Hi.
Just installed Splunk for the first time today. As a tes,t I took a CSV file and indexed it, and it worked fine. Then I created a new file in CSV format and gzip'ed it.
test.csv.gz
field,val
blah,whatever
It indexed fine. I then edited the file using vi, adding in a new line :
newfield,morestuff
I then and then searched the results again. Now the "newfield,morestuff" shows up once in the results, but "blah,whatever" shows up twice. I tried adding more lines and saw the same pattern - the most recent line shows up once, but the older lines are duplicated in the search results.
I then added | dedup _raw
to the search and the duplicates went away. However, I'm looking for a more elegant solution.

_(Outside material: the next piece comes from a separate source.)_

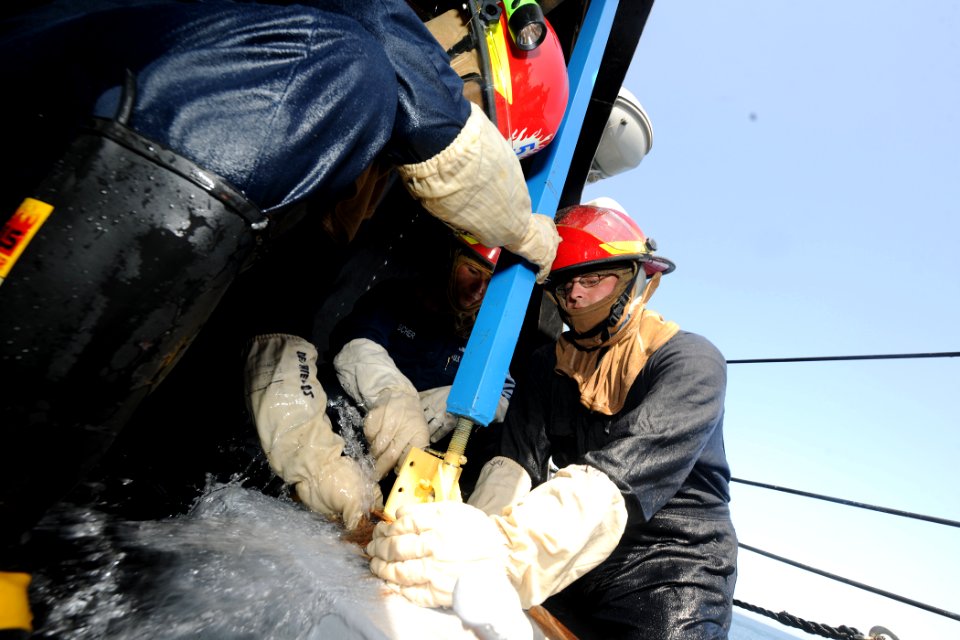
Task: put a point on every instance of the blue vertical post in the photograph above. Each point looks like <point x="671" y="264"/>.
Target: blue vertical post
<point x="476" y="389"/>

By the way, I also tried unzipping the file, editing it, then gzipping it again, with the same results.
Thanks for your help!
It sounds like you were using the "upload" method of adding data to Splunk, which will result in the duplicates the way you've described it. A better way would be to have Splunk monitor your CSV file for changes (Add Data - Monitor - Files & Directories.) That way, you can make as many changes as you want to your CSV file without having to re-upload it, and Splunk will only detect and index any changes you've made.
Thanks for the response. Actually I was already using the "continuously monitor" option that you recommend. I definitely don't want to re-upload my files. As I said, this does work well for plaintext csv files but it leads to duplication for gzipp'ed csv files.